Holenderska ombudsman zastanawiała sie również nad typowaniem ludzi do policyjnych kontroli.

- Wskazanie nie może być takie, że mieszkasz w konkretnej okolicy - zauważyła Anne Mieke Zwaneveld. Zwaneveld obawia się również profilowania etnicznego.

W przeszłości policja w Rotterdamie kontrolowała młodych ludzi jeżdżących drogimi samochodami. Zwaneveld zauważa, że jest to jednak inna sytuacja: - Można łatwo sprawdzić, kto jest właścicielem auta i obiektywnie określić jego aktualną wartość.

Zwaneveld na razie nie zamierza interweniować w związku z planami policji, ale zapowiada dokładne śledzenie przebiegu akcji.
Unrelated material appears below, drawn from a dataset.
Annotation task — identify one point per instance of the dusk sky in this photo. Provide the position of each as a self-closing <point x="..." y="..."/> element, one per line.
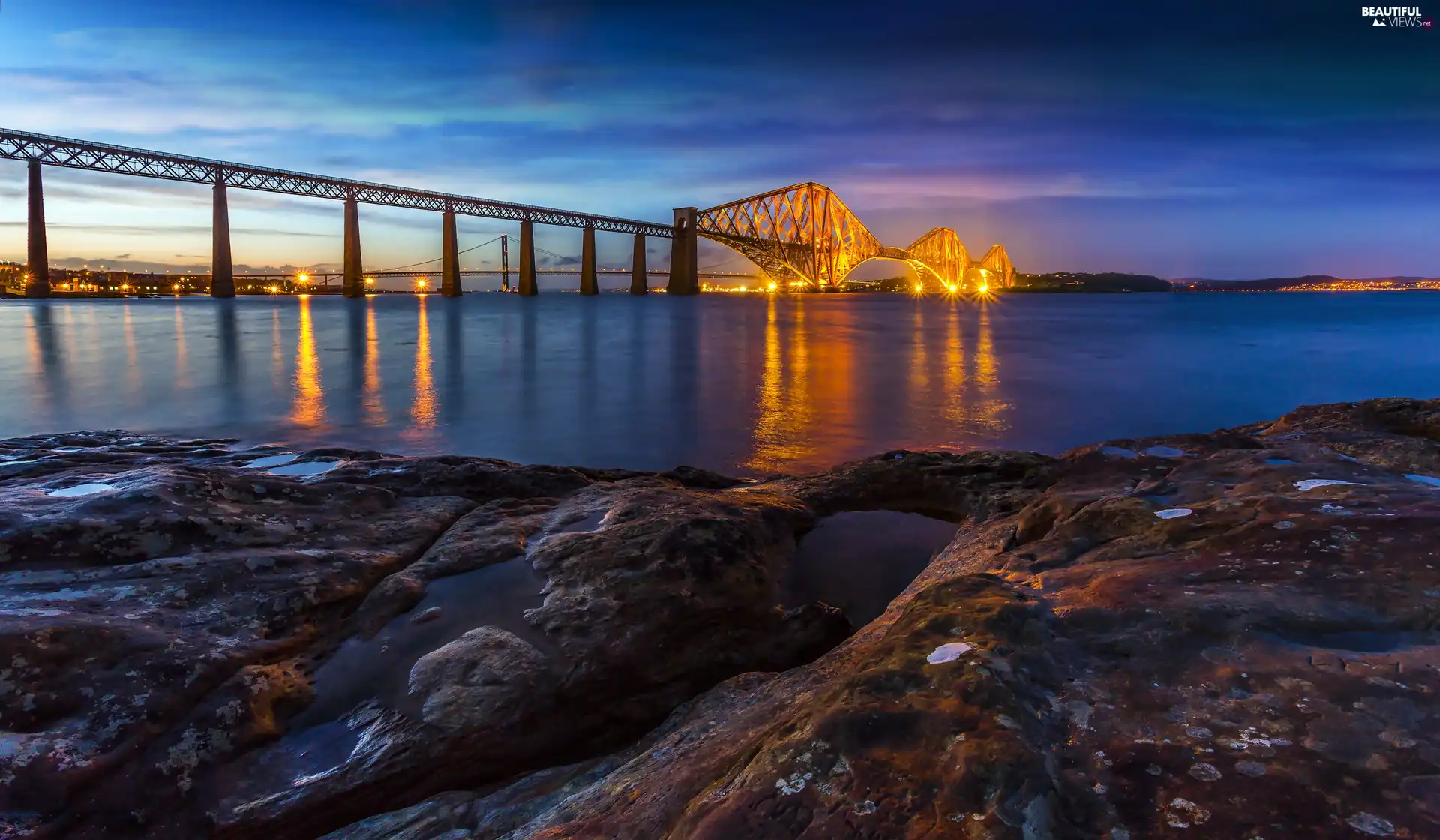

- Będę czekać, aż pojawią się ludzie, którzy złożą skargę - dodała.
 
L

lernakow

Guest
Dowcip żydowski


Salcie przychodzi do Rebego, że chce się rozwieść.
- Jakiż to powód moja Salcie? - pyta Rebe.
- Mój mąż ma brzydkie nazwisko.
- A jak się nazywa?
- Lampe!
Salcie dostała rozwód. Po kilku tygodniach przychodzi do Rebego w sprawie
ślubu. Rebe wziął księgę by zanotować datę i pyta Salcie o nazwisko
narzeczonego.
- Lampe!
- Salcie - mówi Rebe, - ja tu czegoś nie rozumiem. Dopiero co rozwiodłaś się
z Lampe, z powodu brzydkiego nazwiska a teraz wychodzisz z powrotem za
Lampe?
- Bo tamto było Lampe wiszące, a to jest Lampe stojące.
 

tolep

five miles out
8 579
15 476
Kiedyś Augusto Pinochet przemówił do ludzi:
- Tajemnica dobrego życia w kraju jest prosta - zaczął Augusto. Tłum spojrzał na niego z zainteresowaniem.
- Ciężka praca...
Kilkaset osób opuściło plac.
- Przestrzeganie prawa...
Kolejne kilkaset osób opuściło plac.
- I zero komunizmu! - zakończył Augusto, spodziewając się, że tym razem jeszcze więcej ludzi wyjdzie. Ale nikt nie odszedł.
- Dlaczego nikt nie idzie? - zapytał Pinochet. - Właśnie powiedziałem: "Zero komunizmu!". Czy wśród was nie ma ani jednego komunisty?
Z tłumu dobiegł głos:
- Wszyscy komuniści wyszli po słowach o potrzebie ciężkiej pracy i przestrzeganiu prawa!